Abstract

Developing accurate solar performance models, which estimate solar output based on a deployment's unique physical characteristics and weather, is increasingly important as the aggregate energy generated from solar rises. Since manually developing white box physical models based on site-specific information requires expert knowledge and thus does not scale, recent research focuses on black box approaches that use training data to automatically learn a custom machine learning (ML) model. Unfortunately, this approach requires months-to-years of training data, and often does not incorporate well-known physical models of solar generation, which reduces its accuracy. To address the problem, we develop a physical black-box modeling approach that leverages many of the same fundamental properties as existing white-box models.Rather than manually determining values for physical model parameters, our approach automatically calibrates them by finding values that best fit the data. This calibration requires much less data (as few as 2 datapoints) than training a ML model, as the physical model already embeds the complex relationship between the input parameters and solar output.
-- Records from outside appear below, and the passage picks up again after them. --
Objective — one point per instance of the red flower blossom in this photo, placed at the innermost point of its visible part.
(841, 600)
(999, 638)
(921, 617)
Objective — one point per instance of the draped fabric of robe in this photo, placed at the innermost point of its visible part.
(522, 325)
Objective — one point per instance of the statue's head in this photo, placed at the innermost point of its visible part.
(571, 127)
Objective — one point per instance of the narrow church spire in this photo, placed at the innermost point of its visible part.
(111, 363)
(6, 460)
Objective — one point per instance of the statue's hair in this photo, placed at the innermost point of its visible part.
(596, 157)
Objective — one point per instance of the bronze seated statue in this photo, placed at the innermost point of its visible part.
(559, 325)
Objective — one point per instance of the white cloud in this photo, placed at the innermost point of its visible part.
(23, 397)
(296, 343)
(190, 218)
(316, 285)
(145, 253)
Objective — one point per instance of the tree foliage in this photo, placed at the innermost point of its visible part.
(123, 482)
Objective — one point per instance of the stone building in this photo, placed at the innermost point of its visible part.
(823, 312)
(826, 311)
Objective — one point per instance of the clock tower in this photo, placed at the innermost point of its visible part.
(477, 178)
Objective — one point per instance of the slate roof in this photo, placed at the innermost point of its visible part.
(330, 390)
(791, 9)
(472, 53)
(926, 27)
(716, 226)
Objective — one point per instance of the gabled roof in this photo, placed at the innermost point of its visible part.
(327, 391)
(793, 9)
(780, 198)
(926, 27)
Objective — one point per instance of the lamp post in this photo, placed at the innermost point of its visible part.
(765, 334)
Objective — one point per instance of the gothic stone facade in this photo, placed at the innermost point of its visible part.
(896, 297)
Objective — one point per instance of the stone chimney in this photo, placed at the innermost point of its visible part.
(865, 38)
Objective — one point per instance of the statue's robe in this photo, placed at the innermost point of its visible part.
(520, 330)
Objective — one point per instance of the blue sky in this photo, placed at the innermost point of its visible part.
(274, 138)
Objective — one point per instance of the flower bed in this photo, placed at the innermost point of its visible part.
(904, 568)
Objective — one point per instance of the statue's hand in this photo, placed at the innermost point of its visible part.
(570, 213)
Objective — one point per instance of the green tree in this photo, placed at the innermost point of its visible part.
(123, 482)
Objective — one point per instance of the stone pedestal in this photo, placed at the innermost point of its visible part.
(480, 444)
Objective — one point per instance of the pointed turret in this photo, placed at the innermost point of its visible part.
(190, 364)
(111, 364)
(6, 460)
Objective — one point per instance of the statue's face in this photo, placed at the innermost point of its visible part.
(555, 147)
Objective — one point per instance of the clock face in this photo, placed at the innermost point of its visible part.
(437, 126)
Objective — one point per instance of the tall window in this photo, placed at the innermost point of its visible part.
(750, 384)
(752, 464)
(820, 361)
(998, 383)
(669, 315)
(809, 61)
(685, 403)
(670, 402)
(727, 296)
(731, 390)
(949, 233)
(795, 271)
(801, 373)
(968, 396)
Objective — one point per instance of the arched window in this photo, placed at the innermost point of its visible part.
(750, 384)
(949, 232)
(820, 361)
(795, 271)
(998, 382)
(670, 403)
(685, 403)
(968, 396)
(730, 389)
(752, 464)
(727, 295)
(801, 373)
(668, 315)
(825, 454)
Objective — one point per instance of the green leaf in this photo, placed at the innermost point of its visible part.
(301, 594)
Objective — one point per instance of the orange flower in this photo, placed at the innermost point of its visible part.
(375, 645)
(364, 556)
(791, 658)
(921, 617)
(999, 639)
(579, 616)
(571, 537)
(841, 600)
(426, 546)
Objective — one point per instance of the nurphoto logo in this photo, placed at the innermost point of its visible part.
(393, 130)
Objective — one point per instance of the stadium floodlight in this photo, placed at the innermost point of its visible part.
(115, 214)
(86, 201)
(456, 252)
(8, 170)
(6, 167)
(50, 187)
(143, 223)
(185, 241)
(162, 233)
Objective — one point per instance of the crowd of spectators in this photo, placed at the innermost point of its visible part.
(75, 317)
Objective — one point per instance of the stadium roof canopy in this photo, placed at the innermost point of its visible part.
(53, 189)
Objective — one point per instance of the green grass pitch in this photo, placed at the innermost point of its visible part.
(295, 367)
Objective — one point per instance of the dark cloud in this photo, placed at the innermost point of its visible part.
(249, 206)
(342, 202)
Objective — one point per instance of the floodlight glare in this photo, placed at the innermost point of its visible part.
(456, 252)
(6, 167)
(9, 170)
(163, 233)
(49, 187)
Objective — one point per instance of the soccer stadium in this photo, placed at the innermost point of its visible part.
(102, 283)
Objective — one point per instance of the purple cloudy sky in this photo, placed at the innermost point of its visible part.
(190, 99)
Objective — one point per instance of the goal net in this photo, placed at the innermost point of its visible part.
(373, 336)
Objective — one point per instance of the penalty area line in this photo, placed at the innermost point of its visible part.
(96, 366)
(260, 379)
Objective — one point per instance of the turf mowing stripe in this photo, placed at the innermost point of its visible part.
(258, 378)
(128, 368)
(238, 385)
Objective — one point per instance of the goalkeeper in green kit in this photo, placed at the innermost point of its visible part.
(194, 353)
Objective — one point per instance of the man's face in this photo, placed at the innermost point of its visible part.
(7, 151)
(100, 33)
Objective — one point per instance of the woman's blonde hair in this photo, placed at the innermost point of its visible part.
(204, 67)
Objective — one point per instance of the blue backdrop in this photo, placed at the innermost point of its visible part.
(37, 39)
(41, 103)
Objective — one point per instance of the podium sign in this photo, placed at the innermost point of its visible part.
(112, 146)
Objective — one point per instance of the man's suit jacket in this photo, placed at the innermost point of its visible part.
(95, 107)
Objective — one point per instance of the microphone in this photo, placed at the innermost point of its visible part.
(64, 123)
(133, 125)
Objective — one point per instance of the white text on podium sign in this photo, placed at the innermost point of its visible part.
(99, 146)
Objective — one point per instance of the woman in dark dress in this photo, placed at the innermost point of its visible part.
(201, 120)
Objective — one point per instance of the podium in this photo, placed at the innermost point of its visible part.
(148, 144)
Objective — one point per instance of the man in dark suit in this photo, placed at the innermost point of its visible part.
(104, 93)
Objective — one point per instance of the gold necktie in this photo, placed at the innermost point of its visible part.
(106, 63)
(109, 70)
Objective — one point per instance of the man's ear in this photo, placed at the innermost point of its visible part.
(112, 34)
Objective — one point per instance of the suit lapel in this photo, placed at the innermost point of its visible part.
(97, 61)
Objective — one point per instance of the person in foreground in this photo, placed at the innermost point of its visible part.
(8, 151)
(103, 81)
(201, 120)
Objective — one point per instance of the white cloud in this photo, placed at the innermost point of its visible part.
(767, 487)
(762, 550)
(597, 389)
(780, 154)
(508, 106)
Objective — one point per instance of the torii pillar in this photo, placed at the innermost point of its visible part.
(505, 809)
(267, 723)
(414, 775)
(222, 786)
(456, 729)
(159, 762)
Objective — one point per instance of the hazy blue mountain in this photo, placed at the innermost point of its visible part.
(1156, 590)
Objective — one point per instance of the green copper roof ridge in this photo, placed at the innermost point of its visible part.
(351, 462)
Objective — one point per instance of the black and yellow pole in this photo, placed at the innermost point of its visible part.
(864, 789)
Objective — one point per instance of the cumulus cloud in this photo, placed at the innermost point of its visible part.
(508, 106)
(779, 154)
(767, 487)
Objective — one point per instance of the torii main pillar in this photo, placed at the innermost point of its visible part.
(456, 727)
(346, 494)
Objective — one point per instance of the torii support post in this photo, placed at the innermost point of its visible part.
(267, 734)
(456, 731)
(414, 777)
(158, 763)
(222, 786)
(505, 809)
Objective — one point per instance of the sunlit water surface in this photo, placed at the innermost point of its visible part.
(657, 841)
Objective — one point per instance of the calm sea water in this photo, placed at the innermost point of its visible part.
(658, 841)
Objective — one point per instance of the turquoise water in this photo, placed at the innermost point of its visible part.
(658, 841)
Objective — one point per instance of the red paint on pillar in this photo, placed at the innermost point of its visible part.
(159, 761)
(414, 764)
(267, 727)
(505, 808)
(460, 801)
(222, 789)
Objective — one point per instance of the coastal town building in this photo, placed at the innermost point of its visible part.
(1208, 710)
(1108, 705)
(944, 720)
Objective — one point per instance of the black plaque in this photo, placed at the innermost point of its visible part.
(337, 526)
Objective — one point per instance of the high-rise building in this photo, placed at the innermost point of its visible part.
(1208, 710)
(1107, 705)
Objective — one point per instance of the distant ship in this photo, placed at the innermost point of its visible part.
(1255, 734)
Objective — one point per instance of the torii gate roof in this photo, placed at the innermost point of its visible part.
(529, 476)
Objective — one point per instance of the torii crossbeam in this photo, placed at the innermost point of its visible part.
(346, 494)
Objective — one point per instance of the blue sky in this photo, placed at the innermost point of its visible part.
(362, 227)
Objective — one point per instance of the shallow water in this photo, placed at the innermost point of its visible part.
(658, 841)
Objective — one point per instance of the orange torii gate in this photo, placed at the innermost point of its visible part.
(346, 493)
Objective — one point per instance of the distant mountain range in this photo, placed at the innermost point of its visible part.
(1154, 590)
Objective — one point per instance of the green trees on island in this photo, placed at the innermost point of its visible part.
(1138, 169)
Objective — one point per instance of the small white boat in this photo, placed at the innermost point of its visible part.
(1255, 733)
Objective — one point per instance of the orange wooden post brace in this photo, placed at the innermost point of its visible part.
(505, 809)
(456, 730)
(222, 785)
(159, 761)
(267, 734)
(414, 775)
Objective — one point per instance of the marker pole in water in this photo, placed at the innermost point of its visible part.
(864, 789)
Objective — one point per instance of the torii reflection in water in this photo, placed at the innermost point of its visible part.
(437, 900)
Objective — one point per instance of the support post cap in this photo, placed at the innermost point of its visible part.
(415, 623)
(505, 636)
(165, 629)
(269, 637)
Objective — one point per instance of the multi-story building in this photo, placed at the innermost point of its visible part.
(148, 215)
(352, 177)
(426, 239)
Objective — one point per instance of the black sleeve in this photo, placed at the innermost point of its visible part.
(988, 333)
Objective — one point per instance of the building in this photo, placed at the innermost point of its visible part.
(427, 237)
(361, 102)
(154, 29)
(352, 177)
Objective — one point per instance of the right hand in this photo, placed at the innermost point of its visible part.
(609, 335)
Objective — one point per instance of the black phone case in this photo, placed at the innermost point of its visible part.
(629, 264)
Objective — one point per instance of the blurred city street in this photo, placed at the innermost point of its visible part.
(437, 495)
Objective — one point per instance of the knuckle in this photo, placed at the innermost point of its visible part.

In developing our approach, we isolate the effects of 10 different weather metrics on solar output from nearly 343 million hourly weather and solar readings, or 78,435 aggregate years, gathered from 11,205 solar sites. We show that our physical model accurately describes weather's effect on solar output at all sites, obviating the need for training custom ML models using weather metrics. Instead, we augment our physical model by applying ML to learn only the relationships that are unique to each site, specifically non-weather-based shading. We evaluate our approach on solar and weather data from 100 sites, and show it yields higher accuracy than current state-of-the-art ML approaches.